Burada “rasul” kelimesi müfred olarak, bir başka ayette ise “Biz Rabbinin iki elçisiyiz” (Tâhâ, 20/47) şeklinde tesniye olarak gelmiştir. Çünkü “rasul” ke­limesi tek kişi için de birden fazla kişi için de kullanılabilir. Zira bu cins isim­dir. Yahut burada rasul risalet manasındadır. Yani biz âlemlerin rabbinin risaletinin sahibiyiz, demektir. Ya da Hz. Musa ile Harun aynı şeriat üzerindedirler ve kardeştirler. Sanki ikisi tek bir rasul gibidir. Yahut her biriniz peygam­berdir demektir.
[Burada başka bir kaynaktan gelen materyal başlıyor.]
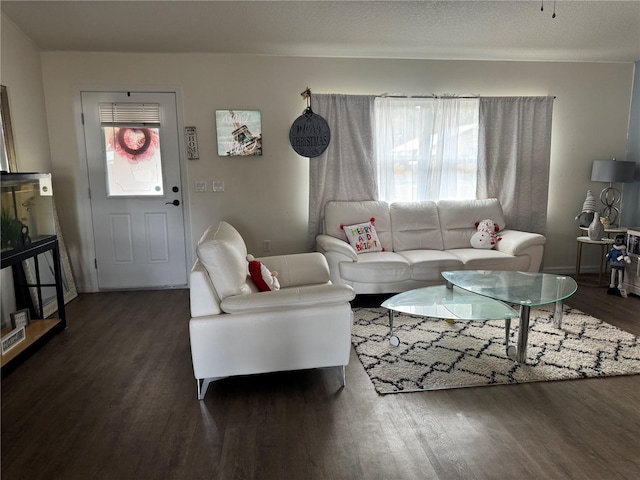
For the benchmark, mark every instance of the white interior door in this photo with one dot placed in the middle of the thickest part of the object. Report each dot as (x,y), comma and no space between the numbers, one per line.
(135,188)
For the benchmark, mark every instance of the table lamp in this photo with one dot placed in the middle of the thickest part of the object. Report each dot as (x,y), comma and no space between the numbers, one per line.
(611,171)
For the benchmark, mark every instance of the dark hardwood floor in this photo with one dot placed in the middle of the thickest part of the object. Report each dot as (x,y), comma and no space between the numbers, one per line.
(113,397)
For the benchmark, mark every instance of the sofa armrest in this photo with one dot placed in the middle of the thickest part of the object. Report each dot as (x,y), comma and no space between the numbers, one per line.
(288,298)
(299,269)
(514,242)
(202,296)
(327,243)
Firavun onlardan yüz çevirdi. Musa’ya döndü. O’nu iki hususta kınayarak küçümseme ve ihtar edasıyla şöyle dedi:

a) “Biz seni çocukken yanımızda büyütmedik mi? Ömrünün birçok yıllarını aramızda geçirmedin mi?”

Burada hazif yapılmıştır. Bu da şudur: Her ikisi Firavun’a gittiler. Allah’ın emrettiği şeyi ona söylediler. Bunun üzerine Firavun şöyle dedi: Senden bekle­nen bu değildir. Sen küçükken sarayımızda ve yatağımızda büyüttüğümüz, pek çok kişiyi öldürürken öldürmediğimiz ve senelerce kendisine ikramda bulundu­ğumuz kimse değil misin? Rivayete göre Hz. Musa onların yanında 30 sene kal­mıştı. Sonra da sen bu iyiliğe nankörlükle karşılık veriyor ve şu sözle karşımı­za çıkıyorsun: Bu iddia ettiğin ne zaman oldu?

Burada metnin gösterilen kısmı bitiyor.